Мокрые от напряжения, перепуганные старики униженно извинялись, робко объясняли причину «незаконного вложения», а их родственники пытались дотянуться до таможенника и всучить запоздалую взятку.
Им позволяли дотянуться.
Едва служивые замечали попытку криминального контакта с коллегой, они тут же, как хорошо тренированная футбольная команда, разбегались по заранее оговоренным позициям. С мастерством иллюзиониста «берущий» принимал у «дающего» денежные знаки, которые в ту же секунду растворялись в руках профессионала. Выражение государственного лица в тот же миг изменялось с чрезвычайно строгого — на благосклонное.
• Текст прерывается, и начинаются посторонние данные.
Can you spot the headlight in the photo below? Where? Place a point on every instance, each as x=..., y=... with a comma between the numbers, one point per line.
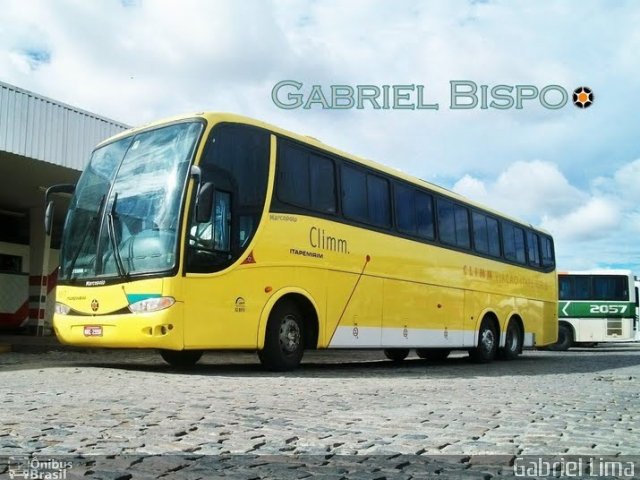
x=152, y=304
x=62, y=309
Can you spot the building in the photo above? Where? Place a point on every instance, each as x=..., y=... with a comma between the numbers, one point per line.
x=42, y=142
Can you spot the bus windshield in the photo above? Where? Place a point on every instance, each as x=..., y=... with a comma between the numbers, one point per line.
x=124, y=217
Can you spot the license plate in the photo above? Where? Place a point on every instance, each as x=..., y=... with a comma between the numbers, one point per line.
x=92, y=330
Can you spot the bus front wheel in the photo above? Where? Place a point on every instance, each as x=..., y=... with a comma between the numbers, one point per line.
x=565, y=339
x=181, y=358
x=284, y=339
x=513, y=342
x=487, y=343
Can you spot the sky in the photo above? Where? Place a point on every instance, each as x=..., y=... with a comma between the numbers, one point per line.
x=573, y=171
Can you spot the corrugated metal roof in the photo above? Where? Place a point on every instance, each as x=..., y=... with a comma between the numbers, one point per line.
x=37, y=127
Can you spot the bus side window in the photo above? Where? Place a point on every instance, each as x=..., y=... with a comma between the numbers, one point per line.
x=453, y=224
x=548, y=259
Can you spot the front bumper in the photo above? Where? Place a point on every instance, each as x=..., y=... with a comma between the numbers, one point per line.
x=163, y=329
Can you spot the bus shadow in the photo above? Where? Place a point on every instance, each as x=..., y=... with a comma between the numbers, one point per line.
x=529, y=364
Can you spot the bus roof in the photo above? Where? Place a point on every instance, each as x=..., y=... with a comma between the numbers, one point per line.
x=597, y=271
x=217, y=117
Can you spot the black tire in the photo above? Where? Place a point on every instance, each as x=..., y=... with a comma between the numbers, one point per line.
x=487, y=347
x=565, y=339
x=181, y=358
x=396, y=354
x=512, y=342
x=433, y=353
x=284, y=339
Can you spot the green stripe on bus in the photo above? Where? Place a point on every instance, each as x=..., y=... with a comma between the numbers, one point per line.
x=574, y=308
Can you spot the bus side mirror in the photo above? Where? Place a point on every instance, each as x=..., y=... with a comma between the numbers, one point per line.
x=48, y=217
x=204, y=203
x=50, y=207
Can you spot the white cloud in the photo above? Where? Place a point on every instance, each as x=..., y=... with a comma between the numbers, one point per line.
x=527, y=189
x=598, y=218
x=595, y=227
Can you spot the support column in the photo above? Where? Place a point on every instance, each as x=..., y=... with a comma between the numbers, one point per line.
x=39, y=270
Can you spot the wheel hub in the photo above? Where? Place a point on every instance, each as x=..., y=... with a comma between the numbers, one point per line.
x=289, y=334
x=487, y=340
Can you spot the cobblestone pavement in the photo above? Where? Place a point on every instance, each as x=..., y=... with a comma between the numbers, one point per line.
x=339, y=411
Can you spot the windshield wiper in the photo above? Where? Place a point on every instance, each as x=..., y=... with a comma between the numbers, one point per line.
x=85, y=234
x=111, y=231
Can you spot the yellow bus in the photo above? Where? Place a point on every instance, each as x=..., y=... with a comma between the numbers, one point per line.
x=216, y=231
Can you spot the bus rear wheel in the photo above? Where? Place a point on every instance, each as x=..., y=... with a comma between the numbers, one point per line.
x=565, y=339
x=433, y=353
x=181, y=358
x=487, y=343
x=512, y=343
x=284, y=339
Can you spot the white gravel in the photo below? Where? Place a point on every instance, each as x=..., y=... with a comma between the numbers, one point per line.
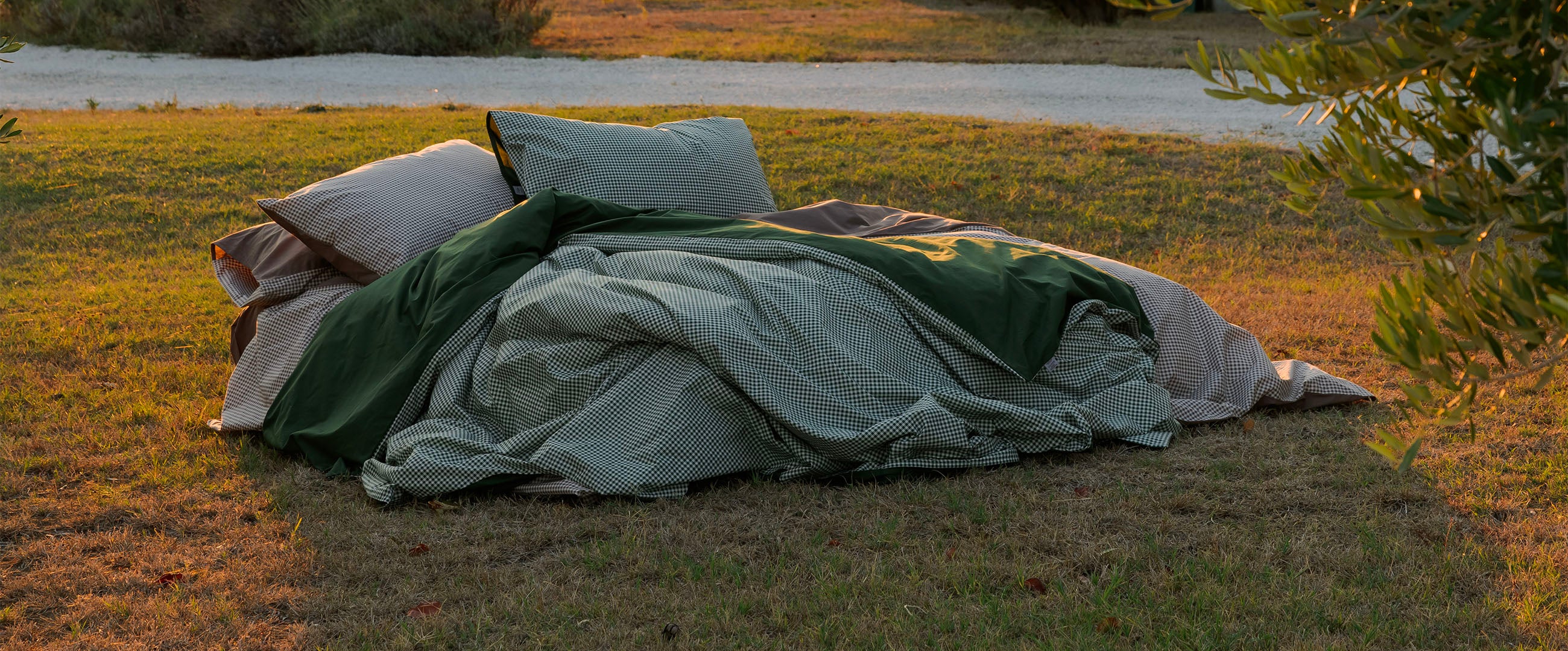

Нет, очевидно, при таком скоплении далеко не бедных людей кое — что и нужно было бы поискать! Но за это самое «кое-что» было уплачено заранее, и «нужные» чемоданы беспрепятственно переползали заветный рубеж.
С тех пор как начался массовый выезд из Америки, Фил провожал в этом аэропорту семьи многочисленных друзей и знал все тонкости решения таможенных проблем.
Но раньше он, Филимон Таргони, оставался по другую сторону порога. Сегодня же переступить эту черту предстояло ему самому.
В ожидании своей очереди, Фил несколько раз отходил к компьютеру-автомату и сбрасывал электронные сообщения в Нью-Йорк, но на другом конце никто не отвечал. Не отвечал на его «емели» никто из друзей и в Киеве, хотя много было оговорено планов его торжественной встречи на новой земле. Стремительный поворот судьбы стал полной неожиданностью и для провожающих, и для встречающих, и для него самого.
«А может оно и к лучшему», — подумал Филимон, но острый коготок обиды скребанул по горлу.
Его тележка с двумя скромными чемоданами явно выделялась из потока других, и таможенник даже переспросил:
— На «постоянное» или по бизнесу?
— Как Бог даст, — попытался мудро ответить Фил, но поперхнулся под ненавидящим взглядом стража кордона.
— Оружие, наркотики, антиквариат? — сухо продолжил офицер, пробегая одним глазом строчки предварительно заполненной декларации, а другим буравя Фила. — Драгметаллы, бриллианты.
Совершенно неожиданно он остановился и решительно указал Филимону на двери, ведущие к посадочному залу:
— Проходи!
Это было даже обидно.
— А можно спросить, чем я вызвал подобное доверие? — не сдержался Фил и замер в ожидании очередной неприятности по причине длинного своего языка. Цербер взглянул на него, как на назойливую муху, но, видимо, из чувства невероятного превосходства или просто куражась, позволил себе ответить:
— Ты посмотри на себя, артист! Ну, спрятал ты в носок сотню-другую «баксов», так я больше времени потрачу в твоем белье ковыряясь. А у меня в очереди люди с Брайтона! Проходи!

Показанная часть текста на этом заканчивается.